The goal of this page is to document the design of the Tracker Audit Metrics.
Use-Cases
- As a user of Tracker, I would like to see total number of audit messages by type/subtype in the past T timeframe.
- "Show me the total number of reads in the system in the past 1 hour."
- As a user of Tracker, I would like to see the top N datasets/streams by audit message type/subtype activity in the past T timeframe.
- "Show me the 5 datasets with the most writes in the past 24 hours."
- "Show me the 5 streams with the most metadata_changes in the past 7 days."
- As a user of Tracker, I would like to see the top N namespaces with the most type/subtype activity in the past T timeframe.
- "Show me the 5 namespaces witht he most reads in the past 1 hour."
Initial High Level Plan
- As messages come from the Kafka broker and are written to the AuditLog Table, when a message matches one of the metrics criteria, update metrics in a separate OLAP Cube (but the same dataset) as required.
- In the service layer, expose a new endpoint that allows users to query the data in the metrics table and returns the results in JSON.
Storing Metrics in AuditLog Dataset
- Add an additional Cube table to the AuditLog custom dataset to hold metrics.

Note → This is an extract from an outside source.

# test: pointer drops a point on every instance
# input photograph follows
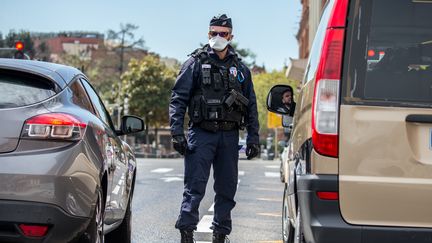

- The properties of the cube will be as follows
- Resolutions: 1h, 1d, 7d, 30d
- Aggs:
- access_type (access create update truncate delete metadata_change)
- access_type,subtype (access,read access,write access,unknown)
- namespace (default ns1 ns2)
- namespace,entity_type,entity_name (default,stream,stream1 default,dataset,dataset1)
- Measurements:
- accesses
- access_reads
- access_writes
- access_unknowns
- creates
- updates
- truncates
- deletes
- metadata_changes